What a bright sunny day, and 23 volunteers were at Broadway to enjoy their day in the sunshine.
|Terry, Roger and Clive(I think its a shovel your|
supposed to lean on!) at the end of the line.
First on the to-do list was to continue with the block laying on Platform 2. It required 150 blocks to be laid and I had my doubts as whether the brick layers would achieve this goal by the end of the day. How wrong I was ! The hollow block laying is complete. It remains for the last half to be fill with concrete and then the 100mm topping out blocks to be laid on top. What a brilliant job!
|Peter and Steve breaking backs|
The block filling is a major task requiring endless amounts of concrete(cheers Paul) and endless amounts of shovelling.
|Contrary to Pic 1 Clive rarely stops!|
|Keith trickles the ballast in|
The other task in hand was to fill the voids at the foot of the wall, front and back, to create alevel working surface. Of course this was tricky with all the other activity going on. We had the 360 mini excavator in for the day and with John Crawford loading from the south, and Jo running a pony express with the dumper, a huge amount of contaminated ballast was shifted for infill.
|The Signal Box area gets the levelling treatment|
The impending Open Evening (24th May - don't forget!) requires that we create some level ground for the visitor areas. This is no small task either, but we're in pretty good shape now.

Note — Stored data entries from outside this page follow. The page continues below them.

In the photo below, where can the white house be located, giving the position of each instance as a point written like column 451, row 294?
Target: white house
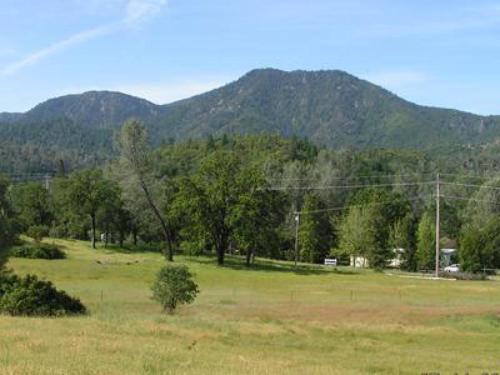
column 448, row 256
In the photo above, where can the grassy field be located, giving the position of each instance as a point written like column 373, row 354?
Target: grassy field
column 267, row 320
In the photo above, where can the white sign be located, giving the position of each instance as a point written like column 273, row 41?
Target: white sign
column 330, row 262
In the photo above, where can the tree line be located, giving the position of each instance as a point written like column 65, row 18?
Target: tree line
column 241, row 195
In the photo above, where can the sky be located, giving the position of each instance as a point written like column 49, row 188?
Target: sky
column 442, row 53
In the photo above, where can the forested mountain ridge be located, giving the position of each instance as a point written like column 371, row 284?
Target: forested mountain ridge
column 331, row 108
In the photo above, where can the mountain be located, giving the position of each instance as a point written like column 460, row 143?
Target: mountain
column 332, row 108
column 9, row 117
column 93, row 109
column 329, row 107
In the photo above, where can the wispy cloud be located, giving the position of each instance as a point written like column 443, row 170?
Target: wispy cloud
column 141, row 10
column 36, row 56
column 136, row 12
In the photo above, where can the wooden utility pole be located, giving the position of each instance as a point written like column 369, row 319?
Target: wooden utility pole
column 437, row 225
column 297, row 223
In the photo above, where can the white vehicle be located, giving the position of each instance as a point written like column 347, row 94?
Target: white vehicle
column 452, row 268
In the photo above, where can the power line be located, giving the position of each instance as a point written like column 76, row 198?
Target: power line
column 351, row 177
column 358, row 186
column 469, row 199
column 471, row 185
column 340, row 208
column 469, row 176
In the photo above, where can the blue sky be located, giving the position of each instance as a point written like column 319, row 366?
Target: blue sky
column 440, row 53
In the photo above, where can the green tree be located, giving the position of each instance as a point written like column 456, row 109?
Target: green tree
column 403, row 236
column 89, row 192
column 135, row 161
column 211, row 198
column 480, row 247
column 315, row 234
column 8, row 224
column 426, row 242
column 357, row 232
column 174, row 285
column 32, row 203
column 257, row 216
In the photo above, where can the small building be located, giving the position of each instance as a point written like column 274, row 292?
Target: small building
column 448, row 256
column 397, row 258
column 358, row 261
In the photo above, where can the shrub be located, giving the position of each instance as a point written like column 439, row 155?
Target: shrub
column 29, row 296
column 40, row 251
column 173, row 286
column 38, row 232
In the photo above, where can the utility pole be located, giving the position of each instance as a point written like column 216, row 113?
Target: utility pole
column 297, row 223
column 437, row 225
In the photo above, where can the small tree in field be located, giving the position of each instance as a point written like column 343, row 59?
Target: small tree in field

The best job was left till last - infilling behind the completed section of platform 2. This required filling, raking and rolling up to the "red line". As this picture shows, when it was completed Jo was able to drive the dumper the full length on the top surface, and contemplate filling the next section, when it is completed.

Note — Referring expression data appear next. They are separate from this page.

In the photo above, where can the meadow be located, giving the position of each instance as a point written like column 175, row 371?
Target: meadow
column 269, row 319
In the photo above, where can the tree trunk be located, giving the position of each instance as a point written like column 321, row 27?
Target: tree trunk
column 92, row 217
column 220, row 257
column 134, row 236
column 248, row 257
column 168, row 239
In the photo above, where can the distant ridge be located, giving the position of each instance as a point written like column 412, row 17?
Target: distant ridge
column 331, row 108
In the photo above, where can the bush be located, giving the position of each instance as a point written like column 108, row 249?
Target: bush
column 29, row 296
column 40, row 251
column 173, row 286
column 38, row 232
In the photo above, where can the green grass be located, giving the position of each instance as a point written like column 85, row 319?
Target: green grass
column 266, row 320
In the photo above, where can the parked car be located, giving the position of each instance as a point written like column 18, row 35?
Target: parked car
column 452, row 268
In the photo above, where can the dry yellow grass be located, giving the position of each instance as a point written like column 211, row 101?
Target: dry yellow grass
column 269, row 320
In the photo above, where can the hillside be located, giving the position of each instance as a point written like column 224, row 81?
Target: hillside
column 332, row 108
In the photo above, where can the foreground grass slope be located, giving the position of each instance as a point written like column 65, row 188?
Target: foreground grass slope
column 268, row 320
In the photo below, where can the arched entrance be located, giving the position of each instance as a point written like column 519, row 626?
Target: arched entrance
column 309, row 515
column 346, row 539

In other areas, lampposts were stripped and painted and yet more bricks were cleaned. Valuable work happening in the background. The small jobs allow the big jobs to happen. Include in this Bob White and Pete Dickinson driving the truck over to Sudeley Lodge Farm to pick up 350 blue bricks that we had been offered. They will, no doubt end up in the next section of wall.
And finally "the loneliness of the long distance Excavator Driver". John Crawford kept at it all day, filling dumper load after dumper load. A great job.

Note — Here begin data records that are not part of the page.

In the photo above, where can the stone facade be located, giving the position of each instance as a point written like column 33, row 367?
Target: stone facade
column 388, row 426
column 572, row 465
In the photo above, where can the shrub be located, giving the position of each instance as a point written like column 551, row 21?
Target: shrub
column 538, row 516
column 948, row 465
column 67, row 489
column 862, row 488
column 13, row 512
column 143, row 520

I can't quite work out where the excavator is. Is it possible to pinpoint its position please?
(eg north of the line, west of the Bridge, in the car park - but that can't be right and I don't recognise the red brick building in the background). You gather I am totally lost here Bill!!
On the trackbed, south of the Evesham Road bridge, with the Goods Shed in the background.
Don't be hard on Clive it just shows what an upright fellow he is.
I was looking at Jo Roesen's photos in the Broadway Station archive and found this site quite useful with its signal box track plan
Thanks, Charles. I hadn't seen this before. We are always grateful for any bits of archive our readers may find, be that documents, pictures, anecdotes or items from the station such as signs.
Many thanks, Actually it is where I thought it was, really, but the photo made it look so wide! I had not realised how much room there was west of the bridge. If you go on delving ballast there you will end up in a cutting within an embankment!
The trackbed was (is) quite wide here to accomodate the various functions of the Goods Shed and Yard. If you go to
you will see the 1957 signalling layout. Also if you go to the 1966-76 pictures at
there a couple of pictures that show this area.
On the other issue of cutting into the embankment, we are carefully scraping off the contaminated ballast, which would have to be removed anyway before putting new ballast down.